2023-09-20 09:14:57
With GPT-4, OpenAI has introduced an intelligent chatbot that has caused a stir worldwide. This is the so-called GenAI (“generative artificial intelligence”) or generative AI, which consists of automated language processing and response generation. This technology helps in many projects in the real world and especially in the areas of customer service, marketing and sales, software development and research.
Generative AI thus opens up groundbreaking opportunities for companies. This includes integration with data streaming, the real-time data flow within organizations, to create real, production-ready applications with unprecedented capabilities.
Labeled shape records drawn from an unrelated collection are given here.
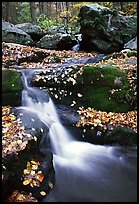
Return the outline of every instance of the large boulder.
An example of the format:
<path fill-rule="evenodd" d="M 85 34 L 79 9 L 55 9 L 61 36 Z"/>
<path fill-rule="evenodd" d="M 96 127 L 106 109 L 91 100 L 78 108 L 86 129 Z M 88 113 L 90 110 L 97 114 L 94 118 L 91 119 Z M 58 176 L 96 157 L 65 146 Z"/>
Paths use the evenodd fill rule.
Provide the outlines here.
<path fill-rule="evenodd" d="M 124 48 L 131 49 L 131 50 L 137 50 L 137 36 L 131 39 L 129 42 L 127 42 L 124 45 Z"/>
<path fill-rule="evenodd" d="M 39 41 L 44 36 L 42 28 L 32 23 L 16 24 L 15 27 L 29 34 L 34 41 Z"/>
<path fill-rule="evenodd" d="M 46 49 L 69 50 L 76 44 L 77 41 L 70 34 L 55 33 L 45 35 L 36 45 Z"/>
<path fill-rule="evenodd" d="M 4 20 L 2 20 L 2 41 L 25 45 L 30 45 L 33 42 L 32 38 L 26 32 Z"/>
<path fill-rule="evenodd" d="M 101 53 L 120 51 L 137 34 L 137 16 L 98 4 L 87 4 L 79 12 L 81 48 Z"/>

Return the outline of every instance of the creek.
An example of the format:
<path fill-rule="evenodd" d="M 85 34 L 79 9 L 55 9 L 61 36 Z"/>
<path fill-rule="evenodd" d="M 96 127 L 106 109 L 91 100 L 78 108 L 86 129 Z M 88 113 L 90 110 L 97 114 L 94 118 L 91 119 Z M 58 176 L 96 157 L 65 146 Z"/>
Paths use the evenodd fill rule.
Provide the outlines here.
<path fill-rule="evenodd" d="M 59 119 L 47 90 L 29 85 L 34 70 L 22 70 L 20 111 L 36 114 L 49 128 L 56 183 L 42 202 L 136 202 L 136 148 L 78 141 Z M 40 151 L 45 152 L 46 143 Z"/>

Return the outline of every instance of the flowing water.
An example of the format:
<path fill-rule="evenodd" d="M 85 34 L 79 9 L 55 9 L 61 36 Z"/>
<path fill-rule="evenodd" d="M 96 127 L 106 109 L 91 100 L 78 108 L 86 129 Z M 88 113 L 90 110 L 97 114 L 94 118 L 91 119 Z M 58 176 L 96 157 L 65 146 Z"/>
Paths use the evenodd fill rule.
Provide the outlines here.
<path fill-rule="evenodd" d="M 19 108 L 35 113 L 49 128 L 54 155 L 56 183 L 42 202 L 136 202 L 136 150 L 76 141 L 61 124 L 48 93 L 29 86 L 32 72 L 25 70 L 22 75 Z"/>

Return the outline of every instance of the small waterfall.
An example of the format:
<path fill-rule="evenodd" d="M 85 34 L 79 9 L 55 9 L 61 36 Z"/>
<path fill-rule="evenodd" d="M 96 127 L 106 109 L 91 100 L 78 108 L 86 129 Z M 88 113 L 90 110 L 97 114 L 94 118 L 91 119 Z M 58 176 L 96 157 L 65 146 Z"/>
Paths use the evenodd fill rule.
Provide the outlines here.
<path fill-rule="evenodd" d="M 80 44 L 78 43 L 77 45 L 74 45 L 74 46 L 72 47 L 72 50 L 73 50 L 73 51 L 79 51 L 79 50 L 80 50 Z"/>
<path fill-rule="evenodd" d="M 48 93 L 29 86 L 31 72 L 22 71 L 22 76 L 19 108 L 35 113 L 49 128 L 54 155 L 56 184 L 42 202 L 136 202 L 135 157 L 126 157 L 119 147 L 75 141 L 60 123 Z"/>

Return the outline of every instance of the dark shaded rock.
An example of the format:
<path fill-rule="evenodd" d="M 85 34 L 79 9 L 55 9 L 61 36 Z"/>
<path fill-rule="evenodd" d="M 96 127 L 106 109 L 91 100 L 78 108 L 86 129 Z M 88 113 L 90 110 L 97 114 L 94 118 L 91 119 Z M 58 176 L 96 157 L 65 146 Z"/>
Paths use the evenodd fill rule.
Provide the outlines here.
<path fill-rule="evenodd" d="M 21 105 L 23 84 L 21 74 L 15 70 L 2 70 L 2 105 Z"/>
<path fill-rule="evenodd" d="M 30 45 L 33 40 L 23 30 L 15 25 L 2 20 L 2 41 Z"/>
<path fill-rule="evenodd" d="M 131 39 L 129 42 L 127 42 L 124 45 L 124 48 L 128 48 L 131 50 L 137 50 L 137 36 L 135 38 Z"/>
<path fill-rule="evenodd" d="M 40 26 L 33 25 L 32 23 L 16 24 L 15 27 L 29 34 L 35 42 L 39 41 L 45 35 Z"/>
<path fill-rule="evenodd" d="M 82 6 L 79 22 L 82 33 L 81 49 L 88 51 L 120 51 L 137 33 L 136 16 L 125 16 L 98 4 Z"/>
<path fill-rule="evenodd" d="M 36 45 L 46 49 L 69 50 L 76 44 L 76 39 L 70 34 L 55 33 L 45 35 Z"/>

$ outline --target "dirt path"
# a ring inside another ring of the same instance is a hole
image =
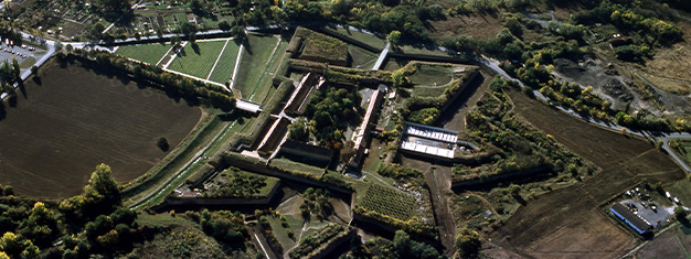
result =
[[[600,129],[512,91],[517,112],[571,151],[604,169],[574,186],[521,206],[492,239],[528,257],[613,258],[637,242],[599,204],[647,180],[669,183],[684,173],[648,141]]]
[[[438,125],[442,125],[443,128],[458,132],[466,131],[466,115],[477,106],[492,82],[492,78],[485,73],[480,73],[477,77],[480,79],[476,78],[476,82],[469,85],[455,104],[442,115]]]
[[[451,192],[451,171],[447,168],[432,166],[425,173],[425,181],[429,186],[429,196],[432,206],[439,228],[439,240],[444,246],[445,255],[453,256],[454,237],[456,237],[456,226],[454,225],[454,216],[448,206],[448,198]]]

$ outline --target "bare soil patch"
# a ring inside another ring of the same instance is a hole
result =
[[[176,147],[201,117],[200,108],[128,79],[49,66],[0,120],[0,183],[19,194],[79,194],[98,163],[119,183],[131,181],[166,155],[159,137]]]
[[[685,258],[684,250],[691,249],[689,244],[683,244],[682,240],[688,242],[687,236],[679,227],[674,227],[662,235],[655,237],[655,239],[638,252],[637,258]],[[683,246],[682,246],[683,244]]]
[[[453,15],[446,20],[433,21],[432,36],[457,36],[460,34],[472,36],[477,40],[495,37],[501,31],[501,20],[492,15]]]
[[[591,126],[521,93],[510,96],[520,116],[603,170],[573,186],[529,199],[492,234],[493,239],[531,257],[620,256],[637,239],[597,206],[644,180],[681,180],[683,171],[646,140]]]

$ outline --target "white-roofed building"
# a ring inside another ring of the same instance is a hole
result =
[[[401,150],[437,159],[454,159],[458,132],[437,127],[406,122],[401,136]]]

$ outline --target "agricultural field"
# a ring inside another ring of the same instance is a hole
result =
[[[376,58],[379,58],[379,54],[354,45],[348,45],[348,54],[350,54],[350,57],[352,58],[351,66],[362,69],[372,68],[374,63],[376,63]]]
[[[235,69],[238,51],[240,45],[237,42],[228,41],[227,45],[225,45],[225,48],[223,50],[223,53],[221,53],[216,67],[214,67],[213,72],[211,72],[209,79],[219,84],[225,84],[231,80],[231,77],[233,77],[233,71]]]
[[[188,43],[167,68],[206,79],[226,42],[227,40]]]
[[[115,54],[123,55],[132,60],[137,60],[152,66],[158,65],[159,61],[170,51],[171,44],[141,44],[141,45],[125,45],[115,51]]]
[[[106,163],[119,183],[157,164],[195,127],[201,109],[96,67],[47,63],[0,111],[0,182],[34,197],[82,193]]]
[[[273,73],[283,62],[287,43],[274,35],[248,34],[233,88],[243,99],[262,102],[272,87]]]
[[[415,214],[415,197],[411,194],[371,184],[359,204],[368,211],[407,220]]]
[[[583,247],[599,257],[620,256],[636,239],[599,213],[597,205],[644,179],[667,184],[683,179],[684,173],[646,140],[591,126],[518,91],[510,96],[521,117],[603,170],[570,187],[528,199],[493,231],[492,239],[534,257]]]

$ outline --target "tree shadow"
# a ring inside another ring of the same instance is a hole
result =
[[[195,53],[196,55],[201,55],[201,54],[202,54],[202,50],[201,50],[201,48],[199,48],[199,44],[196,44],[196,42],[195,42],[195,43],[192,43],[192,51],[194,51],[194,53]]]
[[[29,96],[26,95],[26,87],[24,87],[23,83],[19,83],[17,88],[19,88],[19,91],[22,93],[22,96],[24,97],[24,99],[29,99]]]
[[[7,110],[4,108],[4,101],[0,100],[0,121],[7,117]]]
[[[17,108],[17,104],[18,104],[18,102],[17,102],[17,99],[18,99],[18,98],[17,98],[17,95],[10,96],[10,98],[8,98],[8,105],[9,105],[11,108]]]

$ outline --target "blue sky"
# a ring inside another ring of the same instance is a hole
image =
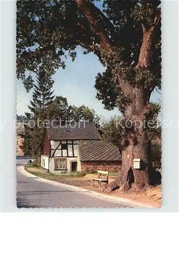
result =
[[[55,81],[53,90],[55,95],[66,97],[69,105],[80,106],[84,104],[93,109],[98,115],[108,119],[115,115],[119,115],[117,109],[112,111],[104,110],[101,101],[95,98],[95,77],[98,72],[102,72],[105,69],[96,55],[92,53],[84,55],[82,49],[79,48],[74,61],[72,62],[69,57],[66,60],[66,65],[65,70],[58,70],[53,77]],[[27,105],[30,104],[32,94],[32,91],[29,93],[26,92],[21,80],[17,80],[18,115],[23,115],[25,112],[29,111]],[[151,99],[157,101],[160,96],[161,95],[156,91],[152,93]]]

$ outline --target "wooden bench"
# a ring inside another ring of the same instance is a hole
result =
[[[98,174],[98,178],[92,178],[91,179],[91,186],[93,186],[93,180],[96,180],[99,183],[99,189],[100,188],[100,183],[102,182],[106,182],[107,184],[108,184],[108,176],[109,176],[109,172],[106,172],[106,170],[98,170],[97,173]],[[103,178],[100,178],[101,177],[101,174],[104,174],[105,175],[103,175]],[[106,176],[105,176],[106,175]]]

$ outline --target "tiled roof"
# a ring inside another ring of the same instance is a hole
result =
[[[49,140],[100,140],[95,123],[87,122],[47,128]]]
[[[104,141],[78,141],[80,161],[119,161],[117,146]]]

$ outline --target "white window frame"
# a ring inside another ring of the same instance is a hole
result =
[[[55,159],[55,166],[56,166],[56,169],[58,170],[65,170],[66,166],[66,159]],[[60,167],[61,166],[61,167]]]

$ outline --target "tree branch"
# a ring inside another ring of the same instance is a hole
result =
[[[93,4],[89,3],[87,0],[74,1],[94,29],[96,35],[99,39],[101,48],[103,50],[111,50],[112,42],[105,30],[103,13]],[[106,22],[106,20],[105,22]]]

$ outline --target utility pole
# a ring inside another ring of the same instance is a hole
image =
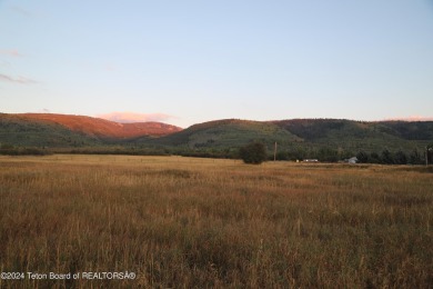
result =
[[[275,148],[273,149],[273,161],[276,160],[276,141],[275,141]]]

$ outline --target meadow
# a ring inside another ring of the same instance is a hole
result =
[[[433,285],[424,167],[0,157],[0,288]]]

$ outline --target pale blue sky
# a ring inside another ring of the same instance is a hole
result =
[[[46,110],[433,117],[433,1],[0,0],[0,111]]]

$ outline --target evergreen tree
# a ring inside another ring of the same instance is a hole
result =
[[[243,162],[260,165],[268,159],[266,147],[261,142],[253,142],[242,147],[239,155]]]

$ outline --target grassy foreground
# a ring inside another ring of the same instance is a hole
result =
[[[433,283],[421,167],[0,157],[0,288]]]

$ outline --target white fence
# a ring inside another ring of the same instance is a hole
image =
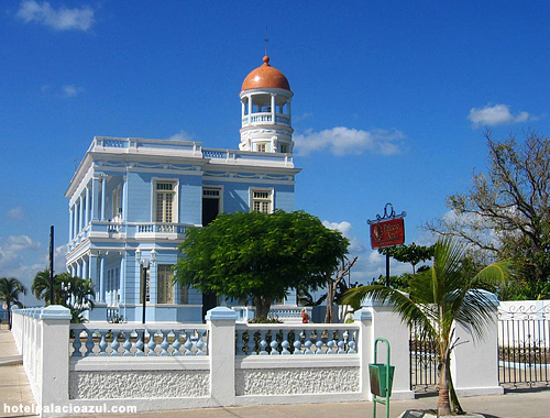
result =
[[[392,346],[392,398],[414,397],[409,331],[387,305],[369,302],[346,324],[244,324],[226,307],[208,311],[206,324],[69,324],[69,317],[59,306],[14,310],[13,334],[41,407],[70,406],[77,413],[125,405],[145,411],[370,400],[376,338]],[[494,337],[485,345],[457,348],[459,393],[502,393],[496,330]],[[382,348],[377,360],[386,360]]]

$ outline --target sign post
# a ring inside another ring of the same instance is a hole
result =
[[[376,219],[369,219],[371,226],[371,248],[385,249],[405,243],[405,221],[407,212],[395,213],[394,206],[386,204],[384,215],[376,215]],[[389,254],[386,253],[386,286],[389,286]]]

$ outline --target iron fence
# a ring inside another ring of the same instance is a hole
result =
[[[520,307],[498,314],[498,381],[507,388],[549,386],[548,311]]]
[[[437,392],[439,382],[439,349],[437,342],[422,336],[420,328],[410,328],[410,389]]]

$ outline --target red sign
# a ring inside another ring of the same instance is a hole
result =
[[[400,245],[403,243],[405,243],[405,222],[403,218],[371,224],[371,246],[373,249]]]

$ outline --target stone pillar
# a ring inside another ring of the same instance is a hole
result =
[[[75,224],[73,226],[73,238],[76,238],[78,235],[78,213],[80,212],[78,210],[78,200],[75,200],[75,205],[73,205],[74,208],[74,217],[73,219],[75,220]]]
[[[235,320],[237,312],[228,307],[210,309],[210,397],[218,405],[235,405]]]
[[[90,254],[90,278],[94,283],[94,290],[96,292],[96,301],[99,301],[99,277],[98,277],[98,256]]]
[[[395,366],[394,385],[392,389],[392,399],[414,399],[415,393],[410,391],[410,355],[409,355],[409,328],[402,322],[398,314],[394,312],[389,304],[382,304],[373,299],[365,299],[360,312],[371,314],[372,321],[365,353],[369,356],[369,363],[374,363],[374,341],[377,338],[388,340],[391,346],[389,364]],[[363,315],[363,314],[360,314]],[[363,342],[363,341],[362,341]],[[365,343],[365,342],[363,342]],[[385,363],[387,359],[386,345],[378,343],[377,362]],[[363,371],[364,373],[364,371]],[[366,371],[369,373],[369,371]],[[372,395],[369,395],[372,399]]]
[[[451,353],[451,374],[457,395],[485,396],[503,395],[498,385],[498,298],[480,290],[491,304],[491,319],[482,338],[475,338],[468,327],[455,323],[454,337],[459,344]]]
[[[101,178],[101,220],[107,220],[107,178]]]
[[[99,220],[99,178],[91,179],[91,220]]]
[[[82,278],[90,278],[89,276],[89,258],[82,258]]]
[[[105,255],[99,258],[99,301],[105,302]]]
[[[120,198],[120,206],[122,207],[122,213],[120,213],[120,220],[125,222],[127,210],[128,210],[128,176],[122,177],[122,197]]]
[[[372,315],[366,309],[355,311],[353,316],[355,322],[360,323],[358,353],[360,359],[360,388],[362,398],[372,399],[371,396],[371,380],[369,376],[369,363],[372,363],[373,344],[371,340]]]
[[[80,195],[78,198],[79,201],[79,215],[78,215],[78,231],[81,231],[84,229],[84,197]]]
[[[127,302],[127,253],[122,253],[120,258],[120,301]]]
[[[69,208],[69,242],[73,241],[74,234],[73,234],[73,227],[75,224],[75,210],[73,207]]]
[[[275,123],[275,113],[276,113],[276,105],[275,105],[275,95],[272,94],[272,123]]]
[[[42,309],[40,367],[42,382],[40,385],[38,406],[44,408],[51,405],[66,405],[68,399],[69,377],[69,322],[70,310],[58,305],[51,305]],[[42,417],[55,416],[43,413]],[[58,414],[57,414],[58,415]]]
[[[86,227],[90,221],[90,188],[86,186],[86,218],[84,226]]]

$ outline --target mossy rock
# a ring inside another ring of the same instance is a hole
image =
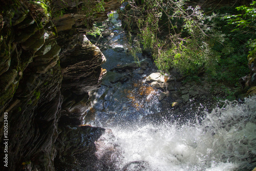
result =
[[[252,96],[256,95],[256,86],[251,87],[246,93],[246,97]]]
[[[18,82],[15,81],[18,75],[15,70],[9,70],[0,77],[0,104],[4,105],[12,98],[18,87]]]

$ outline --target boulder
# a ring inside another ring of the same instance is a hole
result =
[[[110,71],[106,73],[104,79],[109,80],[109,81],[112,83],[115,83],[117,82],[123,83],[127,81],[129,78],[126,75]]]
[[[189,95],[188,94],[184,94],[181,96],[181,98],[182,98],[183,102],[185,103],[189,99]]]

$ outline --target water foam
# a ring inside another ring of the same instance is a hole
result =
[[[226,103],[200,123],[111,127],[122,149],[119,167],[143,161],[148,164],[143,170],[252,170],[256,166],[256,97],[243,104]]]

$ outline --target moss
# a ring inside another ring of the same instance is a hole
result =
[[[252,96],[256,95],[256,86],[252,87],[246,93],[246,97]]]
[[[34,91],[34,95],[35,96],[35,98],[36,99],[38,99],[39,97],[40,97],[40,92],[38,91]]]
[[[28,102],[28,104],[30,104],[32,103],[32,100],[31,99],[29,99],[29,101]]]

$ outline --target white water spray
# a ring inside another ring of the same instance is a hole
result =
[[[116,138],[113,142],[122,151],[117,164],[122,170],[251,170],[256,166],[255,96],[243,104],[227,101],[201,123],[134,127],[110,128]]]

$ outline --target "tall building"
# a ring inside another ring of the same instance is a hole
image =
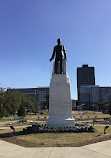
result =
[[[80,87],[80,104],[84,104],[84,109],[91,110],[92,104],[97,104],[99,102],[99,86],[86,85]]]
[[[20,91],[22,94],[35,98],[39,104],[46,101],[49,95],[49,87],[19,88],[16,90]]]
[[[80,87],[85,85],[95,85],[95,72],[94,67],[88,67],[88,65],[82,65],[77,68],[77,91],[78,91],[78,103],[80,104]]]

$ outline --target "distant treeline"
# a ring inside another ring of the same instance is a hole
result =
[[[36,99],[21,94],[15,89],[0,88],[0,117],[18,114],[25,116],[27,112],[37,113],[39,105]]]

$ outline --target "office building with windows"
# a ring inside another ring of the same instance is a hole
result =
[[[80,104],[80,87],[86,85],[95,85],[95,72],[94,67],[88,65],[82,65],[77,68],[77,92],[78,103]]]

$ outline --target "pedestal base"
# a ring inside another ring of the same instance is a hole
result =
[[[70,81],[66,74],[53,74],[49,89],[48,127],[74,127]]]

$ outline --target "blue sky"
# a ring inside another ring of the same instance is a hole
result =
[[[95,67],[96,85],[111,86],[111,0],[0,0],[1,86],[49,86],[59,37],[73,99],[84,63]]]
From data factories to real-time training of language models
With event streaming, companies can seamlessly connect their internal data storage to GPT-4. This allows the AI system to not only respond precisely to customer requests, but also adapt the model’s behavior to specific business needs. This is made possible by “context windows”, a principle that allows GPT-4 to store information from previous parts of a chat and adapt its behavior accordingly to provide relevant and tailored answers.
Data streaming is already the foundation of many GenAI infrastructures and software products. Very different scenarios are conceivable: data streaming as a data factory for the entire ML infrastructure, pattern scoring with stream processing for real-time predictions, streaming data pipeline generation with text or voice input, or even real-time online training of large language models.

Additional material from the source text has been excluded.